On Thursday, Shannon Smith of FOX8 told viewers she hoped a recent colonoscopy saved her life. “If I had waited to age 50 (to be screened), I would have cancer,” said Smith, who had the screening at 42 due to family history.
At the young age of 53, her dad was given a colon cancer diagnosis. I’m in great health otherwise, and my lab work looks excellent, but I had a massive polyp that the doctors said was precancerous and would have developed into cancer in a couple of years if they hadn’t removed it.
Not only does Smith not exist in isolation. The American Cancer Society reports an increase in colon cancer diagnoses among younger People and has therefore dropped the recommended screening age from 50 to 45. If you have a family history, they also advise getting screened sooner.
“If you have a significant family history of cancer in general, but with colon cancer in particular, particularly in a first-degree relative, a parent or a sibling, you must start receiving screen early,” said Dr. Chan Badger from Novant Health.
The most common symptom of colon cancer is blood in the stool, but “most times a polyp or cancer lesion may start growing without actually giving you any symptoms.”
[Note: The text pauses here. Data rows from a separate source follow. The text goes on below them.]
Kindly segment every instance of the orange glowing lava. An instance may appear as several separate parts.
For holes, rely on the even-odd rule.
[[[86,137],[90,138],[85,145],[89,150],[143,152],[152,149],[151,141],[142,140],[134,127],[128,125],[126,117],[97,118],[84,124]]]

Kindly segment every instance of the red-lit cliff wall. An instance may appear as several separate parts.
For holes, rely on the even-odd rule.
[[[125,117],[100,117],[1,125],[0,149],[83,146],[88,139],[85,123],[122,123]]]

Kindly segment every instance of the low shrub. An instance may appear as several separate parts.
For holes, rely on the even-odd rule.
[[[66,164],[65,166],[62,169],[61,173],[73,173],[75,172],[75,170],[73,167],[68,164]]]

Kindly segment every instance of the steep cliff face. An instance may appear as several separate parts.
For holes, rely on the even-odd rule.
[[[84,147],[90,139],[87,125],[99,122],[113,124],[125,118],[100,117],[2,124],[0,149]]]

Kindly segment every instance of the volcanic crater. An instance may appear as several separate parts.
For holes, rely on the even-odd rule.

After signs are recognized, many people may already be in stage 3 or 4 of colon cancer, at which point the survival rate drops dramatically, according to doctors.
“I’ll have to have a colonoscopy about this time next year, and they informed me my children will have one when they turn 32,” Smith added. Since my father and I were diagnosed early, I feel obligated to have my children tested for the disease.
Smith was encouraged to get a colonoscopy at age 40 due to her family history of colon cancer, but she put it off.